Cyber spotlight – Events in February 202228 February 2022
This is the first of a monthly feature which will summarise some of the cyber attacks and data breaches which occurred during the month, in this instance February 2022.
During February, there have been different attack vectors on many government and global companies. These included company-wide phishing attacks, malware deployment and data breaches but there were also new or less known attack vectors such as QR code hacking and SIM swapping.
Data breaches continue to hit the headlines
The following companies fell victim to data breaches and experienced massive data loss; the British Council, Vodafone, New South Wales Customer Services Department and Washington State Department of Licensing (DOL).
The British Council had 144,000 student records exposed via an unsecured Microsoft Azure server. The student records held personal information, along with time of study and other important details which could have left students open to phishing attacks, scams and social engineering.
New South Wales Customer Services Department was attacked resulting in a data breach after it employed new QR captcha methods to register addresses for businesses and organisations that had signed up to the Covid-19 compliance app Covid-Safe. 500,000 addresses were leaked which included sensitive addresses such as defence sites, domestic violence shelters and a missile maintenance unit.
The Washington State Department of Licensing (DOL) stated that it ‘became aware of suspicious activity involving professional and occupational license data’ which led to their POLARIS data system being breached. Records including personal and business information such as dates of birth, driving license details and social security numbers, relating to over 39 types of business licences were exposed.
Vodafone Portugal were victims of a cyber attack which they stated to be a ‘deliberate and malicious cyberattack intended to cause damage and disruption’. The attack disrupted phone services and ATM machines across the country. Vodafone did not disclose details of the attacker or threat vector used.

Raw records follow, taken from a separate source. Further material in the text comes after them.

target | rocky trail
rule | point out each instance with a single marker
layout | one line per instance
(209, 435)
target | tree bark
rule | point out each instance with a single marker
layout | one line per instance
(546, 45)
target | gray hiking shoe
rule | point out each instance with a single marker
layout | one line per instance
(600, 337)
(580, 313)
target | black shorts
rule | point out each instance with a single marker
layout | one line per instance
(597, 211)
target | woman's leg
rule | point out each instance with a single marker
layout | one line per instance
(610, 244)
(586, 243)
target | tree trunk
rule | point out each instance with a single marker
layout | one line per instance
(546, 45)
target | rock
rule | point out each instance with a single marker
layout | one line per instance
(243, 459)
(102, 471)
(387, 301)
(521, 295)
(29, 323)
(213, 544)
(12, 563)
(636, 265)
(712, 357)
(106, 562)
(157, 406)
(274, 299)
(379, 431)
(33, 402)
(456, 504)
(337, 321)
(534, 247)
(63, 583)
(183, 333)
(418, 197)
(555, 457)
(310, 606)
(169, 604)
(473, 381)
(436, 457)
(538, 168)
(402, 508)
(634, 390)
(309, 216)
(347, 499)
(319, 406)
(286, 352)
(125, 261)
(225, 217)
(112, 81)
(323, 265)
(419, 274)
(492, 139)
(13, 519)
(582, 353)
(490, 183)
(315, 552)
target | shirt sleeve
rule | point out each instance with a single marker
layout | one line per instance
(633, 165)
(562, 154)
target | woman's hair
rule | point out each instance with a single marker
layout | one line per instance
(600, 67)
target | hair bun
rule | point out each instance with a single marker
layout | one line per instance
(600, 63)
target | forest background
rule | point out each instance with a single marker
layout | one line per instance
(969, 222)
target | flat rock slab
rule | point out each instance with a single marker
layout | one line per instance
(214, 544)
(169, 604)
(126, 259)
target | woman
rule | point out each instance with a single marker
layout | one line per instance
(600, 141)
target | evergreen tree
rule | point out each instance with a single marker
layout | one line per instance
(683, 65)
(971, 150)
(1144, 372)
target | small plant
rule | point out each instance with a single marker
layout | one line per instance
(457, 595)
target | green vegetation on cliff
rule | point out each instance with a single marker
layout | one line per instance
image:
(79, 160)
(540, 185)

Notable phishing attacks in February 2022
Phishing attacks were also prevalent with two notable instances. The first was an attack on a myriad of companies in the aviation, defence, transportation, and manufacturing sectors. They were targeted by an unknown group, who the victims call TA2541. This hacker collective used over a dozen types of remote access trojan malware which included NetWire, Parallax, and WSH RAT with the most frequent deployment being AsyncRAT.
Interestingly, this group would spam targeted companies with thousands of phishing emails that would request aircraft parts or ambulance flight details, rather than playing on current events or COVID-19 issues. This demonstrates the targeted nature of such attacks.
The second large scale phishing attack came through LinkedIn, which we will cover in the next section.
Social media scams on the rise
Social media scams were reportedly on the rise especially on LinkedIn. Firstly, the Federal Trade Commission (FTC) in the USA found that for scammers and hackers, social media came out as the most profitable platforms to attack. This is due to 95,000 people reporting losing around $770 million last year at an average of $460 per scam which was an unprecedented eighteenfold increase.
The FTC continued to report that 70% of all reported losses resulting from social media scams came from scams related to investment, romance and online shopping fraud in 2021.
LinkedIn phishing scams have been on the rise at an alarming rate. Since the start of February 2022 they have risen over 232 percent as found by Cybersecurity firm Egress. They found this was linked to the ‘Great Resignation’ a trend which saw high numbers of people leave their jobs during the pandemic.
The attacks targeting LinkedIn members were very sophisticated, using believable HTML email templates to mimic standard notification emails. The scammers embedded phishing links into these emails which were adorned with genuine-looking logos, footers and their HQ address.
Other cyber attacks in February 2022
During the month there have been some more unusual attacks, such as SIM swapping. SIM swap attacks have been on the rise. These are where an attacker will steal a phone and then use a SIM card in a new device to try and access accounts and transfer money out of online accounts and crypto wallets via a victim’s phone number and by using social engineering.
The FBI stated that “Once the SIM is swapped, the victim’s calls, texts, and other data are diverted to the criminal’s device. This access allows criminals to send ‘Forgot Password’ or ‘Account Recovery’ requests to the victim’s email and other online accounts associated with the victim’s mobile telephone number. Using SMS-based two-factor authentication, mobile application providers send a link or one-time passcode via text to the victim’s number, now owned by the criminal, to access accounts. The criminal uses the codes to log in and reset passwords, gaining control of online accounts associated with the victim’s phone profile.”
Every month in The Insider, TSC will be providing a snapshot of the most up to date information and cybersecurity attacks.